Si je cherche un peu la petite bête, je dirais qu’il manque Oliver Messel, le couturier de théâtre anglais, qui fit la chose la plus étrange du monde pour le cinéma, pour le
« Roméo et Juliette » de George Cukor : tous les costumes de femmes étaient d’Adrian et tous les costumes d’hommes de Messel, en contradiction absolue, et ça fonctionnait.
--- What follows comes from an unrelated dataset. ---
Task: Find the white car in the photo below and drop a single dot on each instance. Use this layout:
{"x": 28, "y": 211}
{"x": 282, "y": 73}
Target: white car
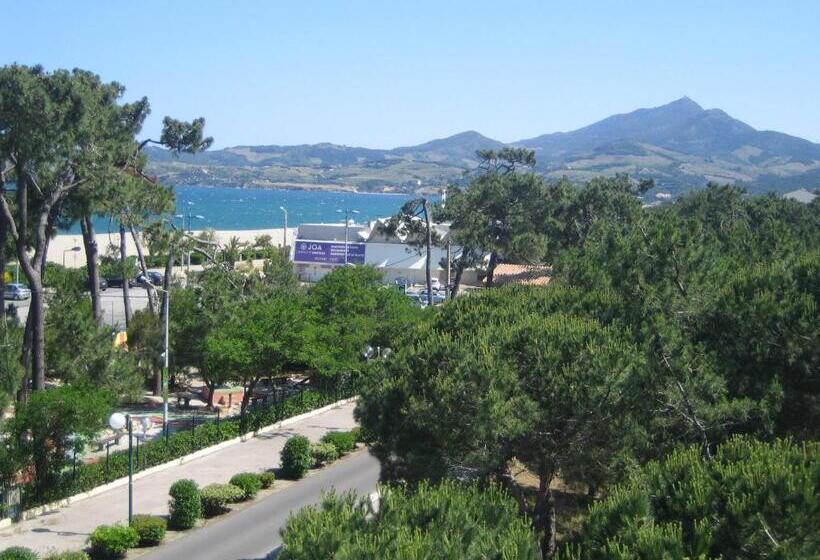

Il manque Travilla, grand couturier classique d’Hollywood qui, à la fin de sa vie, ne trouvant plus de travail, accepta de travailler pour une série télé où on lui demanda s’il pouvait faire des costumes vulgaires. Il répondit bien sûr, et lui qui avait habillé Ann Sheridan de grands fourreaux noirs classiques, se retrouva à costumer
« Dallas ».
Il manque aussi Ruth Rose, costumière de cinéma conséquente américaine, Walter Plunkett et Jacques Manuel qui non seulement fut un grand costumier, mais fit avec le dernier numéro de « La Revue du Cinéma » le 19/20, le premier ouvrage fondamental sur le costume de cinéma (inexplicablement oublié d’ailleurs dans la récente réédition soi-disant complète de cette revue), Carlo Mollino qui, en dehors de créer des meubles, des voitures, des avions, des maisons et de faire des photos polaroïd torrides, fit aussi quelques costumes anonymement pour des boutiques sexy de Pigalle, l’immense Irène Sharaff et par exemple le costumier de Wong Kar-wai qui à une époque était aussi son monteur !
Il manque dans les grands couturiers de théâtre anglais Charles Ricketts, il manque dans le « kinky », Frederick’s of Hollywood, et parmi les photographes je suis étonné de l’absence de Jean Larivière.
Quand on en arrive là, ça veut tout simplement dire que le dictionnaire est formidable car j’ai vraiment dû chercher la petite bête, pour faire mon malin.